# PDFs to Text via Tika

This file is to convert pdf files into text files by using Tika. It has been designed to search the specified folder, and return a folder containing the converted text files.

This code was initially written for the UofT3666 - Applied Natural Language Processing final project. That being said, there are some lines of code in here specifically to help clean up the output of the files that we were converting. This code was build upon the following gist: https://gist.github.com/nadya-p/373e1dc335293e490d89d00c895ea7b3.

In [38]:
# imports
from tika import parser
import os
import datetime

In [30]:
# class for extracting tika files
class TikaExtract(object):
    # initialize the object
    def __init__(self, source_directory, target_directory_name):
        # assigned variables for source_directory and target_directory_name
        self.dir = source_directory
        self.target = str(target_directory_name)
    
    # define recursive function to walk through directory and convert pdfs    
    def extract_text_from_pdfs_recursively(self):
        for root, dirs, files in os.walk(self.dir):
            for file in files:
                path_to_pdf = os.path.join(root, file)
                [stem, ext] = os.path.splitext(path_to_pdf)
                if ext == '.pdf':
                    print("Processing " + path_to_pdf)
                    # use tika to parse contents from file
                    pdf_contents = parser.from_file(path_to_pdf)
                    # project specific - convert to raw
                    raw_text = r'{}'.format(pdf_contents['content'])
                    # project specific - replace new lines with spaces
                    raw_text = raw_text.replace("\n"," ")
                    # project specific - replace double new lines with spaces
                    raw_text = raw_text.replace("\n\n" , " ")
                    # project specific - replace tabs with spaces
                    raw_text = raw_text.replace("\t"," ")
                    path_to_txt = stem + '.txt'
                    # check if target directory exists
                    if not os.path.exists(str(os.getcwd()) + self.target):
                        os.makedirs(str(os.getcwd()) + self.target)
                    # write the text file to the target directory
                    # names of the files will be the same, except have the .txt extension
                    with open(str(os.getcwd()) + self.target + str(file[:-4]) + ".txt", 'w') as txt_file:
                        print("Writing contents to " + str(os.getcwd()) + self.target + str(file[:-4]) + ".txt")
                        txt_file.write(raw_text)

In [31]:
%pwd

'/Users/rahimjiwa/Documents/DataScience/UofT3666_AppliedNLP/Final_Testings'

In [36]:
# this is an example, performing the operation on a local machine
tikaextract = TikaExtract(source_directory='/Users/rahimjiwa/Documents/DataScience/UofT3666_AppliedNLP/Final_Testings/NewDocs',
                         target_directory_name='/tikadocuments2/')

In [37]:
# run the function
tikaextract.extract_text_from_pdfs_recursively()

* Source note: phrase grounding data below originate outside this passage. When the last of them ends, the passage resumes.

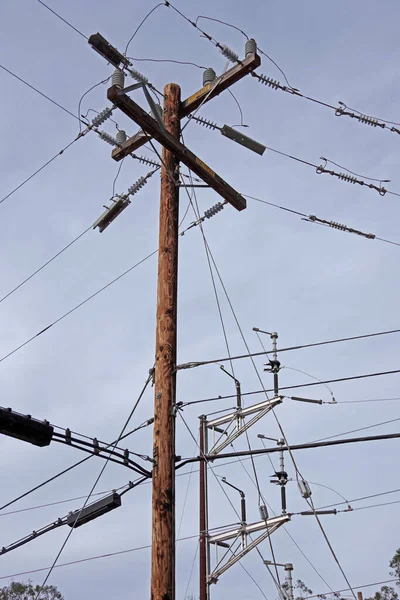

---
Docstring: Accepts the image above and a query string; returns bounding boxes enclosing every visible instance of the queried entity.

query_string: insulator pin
[203,67,217,86]
[257,74,281,90]
[91,107,113,127]
[97,130,118,146]
[204,202,224,219]
[116,130,127,145]
[245,38,257,56]
[219,44,239,63]
[112,68,125,89]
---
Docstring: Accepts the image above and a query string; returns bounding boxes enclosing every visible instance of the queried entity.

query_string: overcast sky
[0,1,400,599]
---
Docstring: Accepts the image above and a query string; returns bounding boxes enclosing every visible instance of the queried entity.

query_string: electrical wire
[36,0,88,40]
[179,194,356,595]
[0,418,152,514]
[183,368,400,407]
[0,136,82,207]
[227,89,248,128]
[112,158,126,196]
[180,178,282,587]
[77,76,112,132]
[317,487,400,511]
[0,486,128,517]
[311,417,400,443]
[183,542,199,600]
[0,63,80,122]
[0,249,158,366]
[195,15,249,39]
[33,371,153,599]
[124,3,166,55]
[283,366,335,403]
[178,411,274,595]
[244,193,400,248]
[304,580,398,600]
[177,432,199,538]
[0,533,199,581]
[0,226,92,305]
[178,327,400,370]
[347,499,400,512]
[128,56,206,69]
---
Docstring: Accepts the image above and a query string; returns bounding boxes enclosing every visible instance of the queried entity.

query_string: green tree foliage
[390,549,400,585]
[0,581,64,600]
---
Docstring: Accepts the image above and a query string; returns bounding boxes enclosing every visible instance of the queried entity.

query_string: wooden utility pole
[99,33,260,600]
[199,416,209,600]
[151,83,181,600]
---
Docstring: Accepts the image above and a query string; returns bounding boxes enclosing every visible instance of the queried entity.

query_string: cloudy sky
[0,0,400,599]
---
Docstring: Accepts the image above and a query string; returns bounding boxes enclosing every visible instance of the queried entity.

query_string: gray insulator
[195,116,217,130]
[136,154,161,168]
[245,38,257,56]
[359,114,379,127]
[330,221,347,231]
[219,44,239,63]
[259,505,269,521]
[129,67,149,84]
[112,69,125,89]
[116,130,127,145]
[258,74,281,90]
[127,176,147,196]
[204,202,224,219]
[337,172,357,184]
[203,67,217,86]
[97,130,118,146]
[91,107,113,127]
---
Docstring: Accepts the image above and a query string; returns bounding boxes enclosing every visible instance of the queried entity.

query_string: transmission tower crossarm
[107,85,246,210]
[111,50,260,158]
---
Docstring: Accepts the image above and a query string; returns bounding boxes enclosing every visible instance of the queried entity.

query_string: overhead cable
[178,327,400,370]
[182,368,400,407]
[36,0,88,40]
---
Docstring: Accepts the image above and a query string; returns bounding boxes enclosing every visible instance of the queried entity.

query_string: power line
[305,579,398,599]
[178,327,400,371]
[36,0,88,40]
[0,137,81,207]
[0,418,152,514]
[0,226,92,305]
[124,3,166,55]
[0,533,199,581]
[0,63,81,122]
[177,432,400,466]
[33,371,153,599]
[0,249,158,366]
[311,417,400,443]
[181,173,351,596]
[0,486,128,517]
[165,2,398,136]
[245,194,400,248]
[183,367,400,407]
[317,487,400,511]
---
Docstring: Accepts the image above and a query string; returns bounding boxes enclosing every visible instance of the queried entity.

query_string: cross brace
[111,51,261,159]
[107,85,247,211]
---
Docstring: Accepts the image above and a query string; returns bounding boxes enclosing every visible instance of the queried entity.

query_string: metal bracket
[118,82,165,132]
[207,396,283,455]
[208,514,290,583]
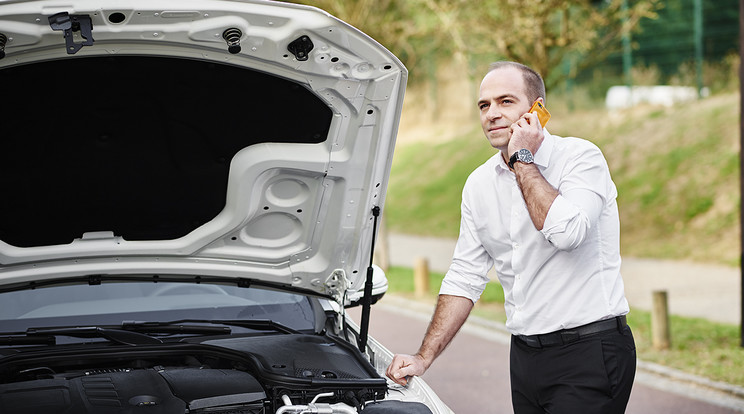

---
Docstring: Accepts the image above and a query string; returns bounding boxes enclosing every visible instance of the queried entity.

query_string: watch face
[518,148,534,164]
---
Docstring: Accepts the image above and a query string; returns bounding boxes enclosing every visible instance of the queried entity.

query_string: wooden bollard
[651,290,671,350]
[414,257,430,298]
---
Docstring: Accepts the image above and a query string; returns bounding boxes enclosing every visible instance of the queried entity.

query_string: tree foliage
[288,0,660,89]
[465,0,659,88]
[286,0,464,79]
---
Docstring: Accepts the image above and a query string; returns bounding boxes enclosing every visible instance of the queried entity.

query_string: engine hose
[276,393,357,414]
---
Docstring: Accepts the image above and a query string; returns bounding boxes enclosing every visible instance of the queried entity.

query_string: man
[385,61,636,413]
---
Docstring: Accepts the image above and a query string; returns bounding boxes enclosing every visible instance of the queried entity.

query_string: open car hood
[0,0,406,303]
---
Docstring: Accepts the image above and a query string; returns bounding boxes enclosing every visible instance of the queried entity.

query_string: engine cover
[0,367,266,413]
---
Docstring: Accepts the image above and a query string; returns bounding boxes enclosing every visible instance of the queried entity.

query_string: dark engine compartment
[1,366,266,413]
[0,56,332,248]
[0,334,388,413]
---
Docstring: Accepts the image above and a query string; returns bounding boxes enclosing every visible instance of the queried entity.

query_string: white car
[0,1,453,413]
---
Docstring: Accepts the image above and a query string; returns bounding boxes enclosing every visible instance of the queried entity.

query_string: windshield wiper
[25,326,163,346]
[123,319,301,335]
[209,319,302,334]
[7,323,232,347]
[0,335,56,346]
[120,321,232,335]
[0,328,151,346]
[0,319,299,347]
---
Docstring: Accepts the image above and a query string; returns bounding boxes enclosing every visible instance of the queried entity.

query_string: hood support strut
[357,205,380,353]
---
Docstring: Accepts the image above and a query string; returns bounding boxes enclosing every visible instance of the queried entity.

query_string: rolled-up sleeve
[541,189,602,250]
[541,142,614,251]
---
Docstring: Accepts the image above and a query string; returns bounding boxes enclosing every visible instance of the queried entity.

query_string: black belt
[515,315,627,348]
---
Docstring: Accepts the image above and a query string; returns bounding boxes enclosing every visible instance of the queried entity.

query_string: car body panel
[0,1,454,412]
[0,0,405,304]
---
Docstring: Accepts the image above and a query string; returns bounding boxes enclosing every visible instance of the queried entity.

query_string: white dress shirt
[439,130,630,335]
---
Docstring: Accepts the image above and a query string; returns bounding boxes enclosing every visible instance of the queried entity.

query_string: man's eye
[479,103,488,110]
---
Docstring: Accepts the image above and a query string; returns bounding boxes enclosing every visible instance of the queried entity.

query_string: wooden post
[651,290,671,350]
[414,257,430,298]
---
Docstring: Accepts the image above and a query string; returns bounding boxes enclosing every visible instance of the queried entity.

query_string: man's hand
[384,295,474,387]
[506,99,558,230]
[386,353,427,386]
[507,102,545,157]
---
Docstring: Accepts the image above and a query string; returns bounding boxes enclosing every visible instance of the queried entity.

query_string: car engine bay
[0,332,429,413]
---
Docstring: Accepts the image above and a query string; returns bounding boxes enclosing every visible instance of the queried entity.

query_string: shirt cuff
[542,194,573,235]
[439,271,486,304]
[541,194,593,251]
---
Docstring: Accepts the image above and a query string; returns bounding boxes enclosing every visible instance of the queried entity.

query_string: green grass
[387,92,741,266]
[384,266,744,386]
[627,311,744,385]
[386,134,493,237]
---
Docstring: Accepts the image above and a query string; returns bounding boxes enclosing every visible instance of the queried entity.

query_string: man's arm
[385,294,474,386]
[513,162,558,230]
[507,111,558,230]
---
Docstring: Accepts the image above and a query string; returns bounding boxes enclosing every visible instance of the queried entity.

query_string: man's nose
[486,105,501,120]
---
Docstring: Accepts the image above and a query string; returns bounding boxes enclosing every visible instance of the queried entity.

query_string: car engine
[0,333,434,414]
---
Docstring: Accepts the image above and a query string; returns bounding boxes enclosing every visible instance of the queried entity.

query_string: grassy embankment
[386,92,740,265]
[382,91,743,386]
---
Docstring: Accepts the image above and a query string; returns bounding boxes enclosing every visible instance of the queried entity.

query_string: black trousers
[510,324,636,414]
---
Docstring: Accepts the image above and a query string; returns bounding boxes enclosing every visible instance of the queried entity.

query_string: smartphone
[529,99,551,127]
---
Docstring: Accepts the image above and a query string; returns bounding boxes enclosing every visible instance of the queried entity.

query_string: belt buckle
[560,330,580,344]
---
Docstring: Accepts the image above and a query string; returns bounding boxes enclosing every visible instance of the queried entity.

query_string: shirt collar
[495,128,554,173]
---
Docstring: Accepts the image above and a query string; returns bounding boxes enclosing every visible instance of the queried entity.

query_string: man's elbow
[543,215,591,251]
[546,233,585,251]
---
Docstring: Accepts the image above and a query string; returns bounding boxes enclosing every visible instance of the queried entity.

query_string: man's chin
[485,136,508,151]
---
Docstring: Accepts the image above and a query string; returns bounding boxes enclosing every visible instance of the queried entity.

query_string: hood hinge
[325,269,349,303]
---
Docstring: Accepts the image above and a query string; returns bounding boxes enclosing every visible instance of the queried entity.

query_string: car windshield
[0,281,317,334]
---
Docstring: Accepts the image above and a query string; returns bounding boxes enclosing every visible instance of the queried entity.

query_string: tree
[461,0,660,89]
[287,0,659,89]
[286,0,464,82]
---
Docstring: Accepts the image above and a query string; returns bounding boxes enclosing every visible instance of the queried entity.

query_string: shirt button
[513,243,519,249]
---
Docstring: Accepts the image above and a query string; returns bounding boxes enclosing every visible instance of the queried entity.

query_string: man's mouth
[488,125,508,133]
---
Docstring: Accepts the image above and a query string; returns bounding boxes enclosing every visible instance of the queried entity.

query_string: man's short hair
[488,61,546,104]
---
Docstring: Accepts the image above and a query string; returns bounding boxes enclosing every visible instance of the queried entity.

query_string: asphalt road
[348,299,744,413]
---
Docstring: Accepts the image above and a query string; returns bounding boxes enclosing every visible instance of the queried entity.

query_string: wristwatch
[508,148,534,169]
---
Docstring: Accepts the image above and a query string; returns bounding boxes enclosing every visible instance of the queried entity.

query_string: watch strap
[508,151,518,169]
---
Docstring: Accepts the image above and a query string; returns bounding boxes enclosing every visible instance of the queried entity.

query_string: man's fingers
[518,112,539,128]
[386,354,419,386]
[391,370,409,386]
[392,369,412,386]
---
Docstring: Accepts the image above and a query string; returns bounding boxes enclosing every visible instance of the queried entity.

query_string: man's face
[477,67,534,153]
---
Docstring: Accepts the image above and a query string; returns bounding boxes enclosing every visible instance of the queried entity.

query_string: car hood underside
[0,0,407,304]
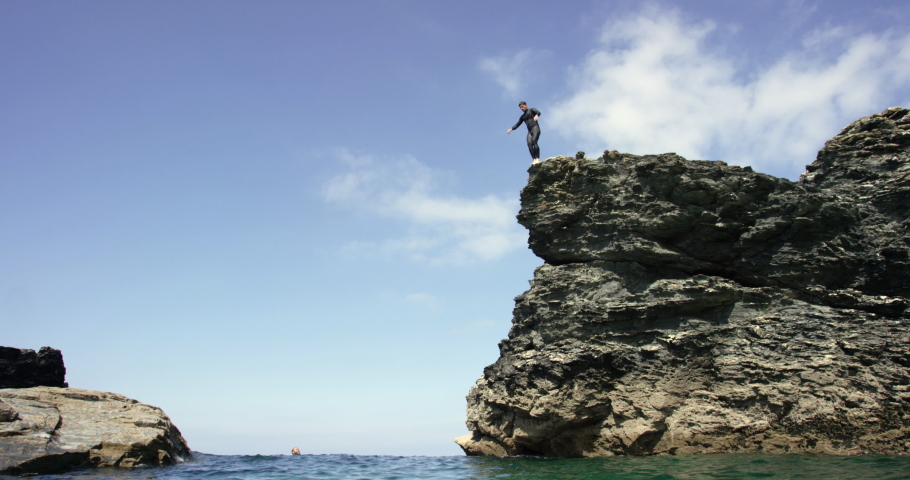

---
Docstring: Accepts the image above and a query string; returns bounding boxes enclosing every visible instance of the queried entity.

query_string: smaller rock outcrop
[0,346,66,388]
[0,387,190,474]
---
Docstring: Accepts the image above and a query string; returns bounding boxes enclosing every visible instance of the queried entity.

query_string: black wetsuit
[512,108,541,160]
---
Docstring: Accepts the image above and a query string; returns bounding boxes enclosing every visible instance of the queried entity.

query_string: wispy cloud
[324,149,525,264]
[405,293,441,310]
[550,6,910,178]
[479,49,536,97]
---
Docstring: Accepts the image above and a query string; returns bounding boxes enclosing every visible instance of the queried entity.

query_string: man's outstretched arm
[507,114,526,133]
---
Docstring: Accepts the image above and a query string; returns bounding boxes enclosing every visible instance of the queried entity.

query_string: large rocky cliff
[457,107,910,457]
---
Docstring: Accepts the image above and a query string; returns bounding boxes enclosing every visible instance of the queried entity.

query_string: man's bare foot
[531,158,541,164]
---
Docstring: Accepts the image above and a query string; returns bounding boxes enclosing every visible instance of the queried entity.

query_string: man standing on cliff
[507,101,542,164]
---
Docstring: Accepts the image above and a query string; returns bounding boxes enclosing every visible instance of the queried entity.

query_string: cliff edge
[457,107,910,457]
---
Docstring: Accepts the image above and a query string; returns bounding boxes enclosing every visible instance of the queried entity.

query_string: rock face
[0,387,190,474]
[0,346,67,389]
[458,107,910,457]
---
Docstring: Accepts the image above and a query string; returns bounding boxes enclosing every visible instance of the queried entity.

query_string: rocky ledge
[457,107,910,457]
[0,387,190,474]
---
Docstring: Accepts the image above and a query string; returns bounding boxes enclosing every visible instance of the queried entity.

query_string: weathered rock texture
[0,387,190,474]
[0,346,66,389]
[458,107,910,457]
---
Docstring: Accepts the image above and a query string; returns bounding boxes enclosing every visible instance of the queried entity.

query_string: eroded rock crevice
[459,107,910,457]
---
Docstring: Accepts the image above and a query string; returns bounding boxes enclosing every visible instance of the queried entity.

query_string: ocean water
[6,453,910,480]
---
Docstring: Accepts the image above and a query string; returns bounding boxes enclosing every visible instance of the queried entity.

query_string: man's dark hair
[518,101,527,106]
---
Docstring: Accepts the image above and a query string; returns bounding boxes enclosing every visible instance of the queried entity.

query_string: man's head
[519,101,527,112]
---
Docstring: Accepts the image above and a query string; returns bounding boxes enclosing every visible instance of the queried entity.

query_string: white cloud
[324,149,526,264]
[479,49,536,96]
[405,293,441,310]
[550,7,910,178]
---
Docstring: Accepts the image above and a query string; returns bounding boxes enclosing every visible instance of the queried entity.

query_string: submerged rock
[0,387,190,474]
[458,107,910,457]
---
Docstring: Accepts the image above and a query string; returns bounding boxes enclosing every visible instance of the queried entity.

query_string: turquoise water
[6,453,910,480]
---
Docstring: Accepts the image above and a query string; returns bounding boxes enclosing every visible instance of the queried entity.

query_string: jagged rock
[0,346,67,388]
[0,387,190,474]
[458,107,910,457]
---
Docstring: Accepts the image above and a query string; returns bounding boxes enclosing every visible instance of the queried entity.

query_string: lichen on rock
[457,107,910,457]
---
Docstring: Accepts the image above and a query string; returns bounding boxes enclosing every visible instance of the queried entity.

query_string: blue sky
[2,1,909,456]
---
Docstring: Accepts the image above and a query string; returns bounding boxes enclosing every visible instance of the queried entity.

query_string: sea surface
[5,453,910,480]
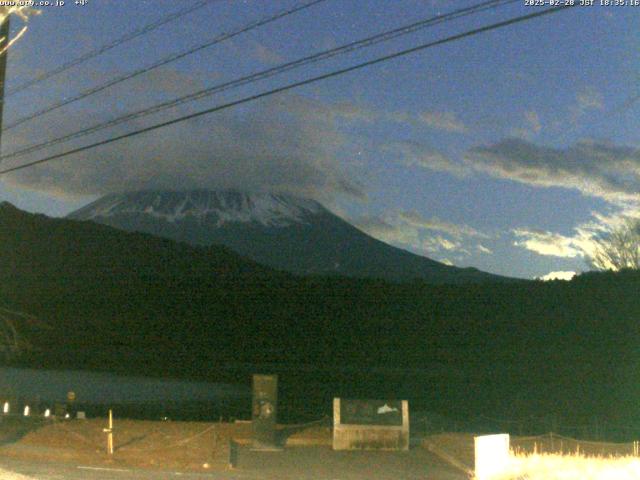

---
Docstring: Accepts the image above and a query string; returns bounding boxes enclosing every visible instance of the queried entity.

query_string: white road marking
[77,465,222,477]
[77,466,132,473]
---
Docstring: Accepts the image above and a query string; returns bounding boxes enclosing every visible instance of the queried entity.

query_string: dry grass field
[486,452,640,480]
[422,432,640,480]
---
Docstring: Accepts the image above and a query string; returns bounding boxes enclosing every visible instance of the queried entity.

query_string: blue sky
[0,0,638,279]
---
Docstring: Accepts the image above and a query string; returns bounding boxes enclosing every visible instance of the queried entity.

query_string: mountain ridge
[68,189,512,284]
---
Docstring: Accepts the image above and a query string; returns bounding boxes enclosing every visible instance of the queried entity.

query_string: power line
[2,0,516,161]
[0,5,574,177]
[4,0,214,98]
[3,0,328,131]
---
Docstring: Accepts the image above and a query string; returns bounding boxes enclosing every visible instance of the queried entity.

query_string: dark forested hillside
[2,202,639,430]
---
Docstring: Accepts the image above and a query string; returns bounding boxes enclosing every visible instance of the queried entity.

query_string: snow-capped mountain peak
[69,190,324,227]
[68,189,509,283]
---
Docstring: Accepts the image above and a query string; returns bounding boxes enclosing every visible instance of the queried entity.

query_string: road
[0,448,469,479]
[0,458,238,479]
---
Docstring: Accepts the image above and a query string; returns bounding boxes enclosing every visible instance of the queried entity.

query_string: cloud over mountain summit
[5,94,362,203]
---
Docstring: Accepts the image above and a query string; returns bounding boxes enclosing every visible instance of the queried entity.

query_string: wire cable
[4,0,214,97]
[0,5,575,176]
[1,0,516,161]
[3,0,328,131]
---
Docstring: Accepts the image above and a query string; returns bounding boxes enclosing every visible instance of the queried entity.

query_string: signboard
[333,398,409,450]
[251,374,279,450]
[340,399,403,426]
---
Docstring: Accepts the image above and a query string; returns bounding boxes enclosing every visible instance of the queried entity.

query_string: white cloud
[563,86,605,130]
[282,96,380,124]
[390,137,640,207]
[538,271,577,281]
[355,210,487,258]
[477,244,493,255]
[355,215,420,247]
[512,206,640,263]
[385,140,468,177]
[4,92,363,203]
[422,235,460,252]
[391,137,640,208]
[466,139,640,204]
[587,206,640,231]
[511,111,542,139]
[576,86,604,112]
[397,211,489,240]
[418,111,467,133]
[512,228,590,258]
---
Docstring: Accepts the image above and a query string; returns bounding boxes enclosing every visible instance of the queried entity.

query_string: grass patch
[488,452,640,480]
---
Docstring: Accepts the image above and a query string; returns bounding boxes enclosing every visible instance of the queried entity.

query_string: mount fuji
[68,190,508,283]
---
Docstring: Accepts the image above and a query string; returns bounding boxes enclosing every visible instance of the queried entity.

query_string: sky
[0,0,638,280]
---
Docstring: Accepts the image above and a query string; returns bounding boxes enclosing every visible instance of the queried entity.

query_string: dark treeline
[1,203,639,433]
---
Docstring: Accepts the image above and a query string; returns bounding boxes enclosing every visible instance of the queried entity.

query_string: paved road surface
[1,459,227,480]
[0,446,469,479]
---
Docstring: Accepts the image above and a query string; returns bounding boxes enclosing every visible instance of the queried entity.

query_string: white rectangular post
[474,433,510,480]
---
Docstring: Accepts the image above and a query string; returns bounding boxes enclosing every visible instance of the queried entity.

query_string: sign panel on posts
[340,399,403,426]
[333,398,409,450]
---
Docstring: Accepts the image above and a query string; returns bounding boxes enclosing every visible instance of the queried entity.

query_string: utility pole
[0,14,10,154]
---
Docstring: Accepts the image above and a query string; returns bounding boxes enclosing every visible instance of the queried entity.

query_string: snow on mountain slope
[68,190,511,283]
[69,190,324,227]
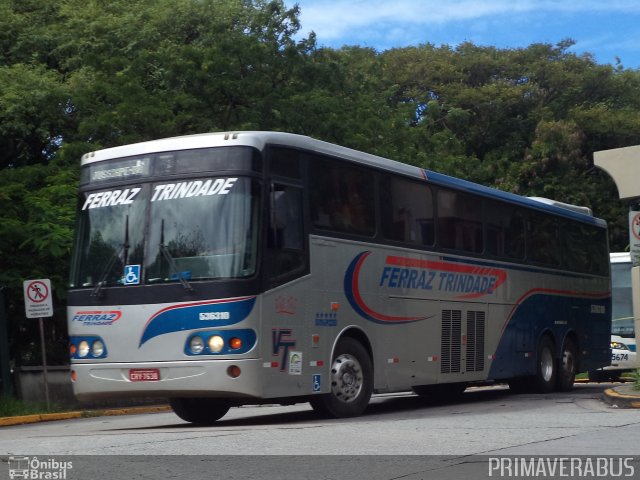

Climate Change Adaptation - A Priorities Plan for Canada (2012)
Processing /Users/rahimjiwa/Documents/DataScience/UofT3666_AppliedNLP/Final_Testings/NewDocs/Climate Change Adaptation - A Priorities Plan for Canada (2012).pdf
Writing contents to /Users/rahimjiwa/Documents/DataScience/UofT3666_AppliedNLP/Final_Testings/tikadocuments2/Climate Change Adaptation - A Priorities Plan for Canada (2012).txt
waterloo_region_climate_projections_final_revised30oct2015
Processing /Users/rahimjiwa/Documents/DataScience/UofT3666_AppliedNLP/Final_Testings/NewDocs/waterloo_region_climate_projections_final_revised30oct2015.pdf
Writing contents to /Users/rahimjiwa/Documents/DataScience/UofT3666_AppliedNLP/Final_Testings/tikadocuments2/waterloo_region_climate_projections_final_revised30oct2015.txt
the_london_plan_malp_march_2016_-_chapter_5_-_londons_response_to_climate_change
Processing /Users/rahimjiwa/Documents/DataScience/UofT3666_AppliedNLP/Final_Testings/NewDocs/the_london_plan_malp_march_2016_-_cha

Writing contents to /Users/rahimjiwa/Documents/DataScience/UofT3666_AppliedNLP/Final_Testings/tikadocuments2/London_tech.txt
A_Canadian_Opportunity_-_Tackling_climate_change_by_switching_to_clean_power
Processing /Users/rahimjiwa/Documents/DataScience/UofT3666_AppliedNLP/Final_Testings/NewDocs/A_Canadian_Opportunity_-_Tackling_climate_change_by_switching_to_clean_power.pdf
Writing contents to /Users/rahimjiwa/Documents/DataScience/UofT3666_AppliedNLP/Final_Testings/tikadocuments2/A_Canadian_Opportunity_-_Tackling_climate_change_by_switching_to_clean_power.txt
2017BernardSoubryPolicyBrief
Processing /Users/rahimjiwa/Documents/DataScience/UofT3666_AppliedNLP/Final_Testings/NewDocs/2017BernardSoubryPolicyBrief.pdf
Writing contents to /Users/rahimjiwa/Documents/DataScience/UofT3666_AppliedNLP/Final_Testings/tikadocuments2/2017BernardSoubryPolicyBrief.txt
WP_Health_November2008
Processing /Users/rahimjiwa/Documents/DataScience/UofT3666_AppliedNLP/Final_Testings/NewDocs/WP_Health_November200

In [44]:
# operationalize the function, while providing default parameters
# default source directory is the current working directory
# target dirctory name is tika_documents_datetime
#        in the format "tika_documents_date_month_year_hour_minute_pm"
if __name__ == "__main__":
    tikaextract = TikaExtract(source_directory = str(os.getcwd()),
                             target_directory_name = '/tika_documents_' +str(datetime.datetime.now().strftime("%d_%m_%Y_%I_%M_%p"))+"/")
    tikaextract.extract_text_from_pdfs_recursively()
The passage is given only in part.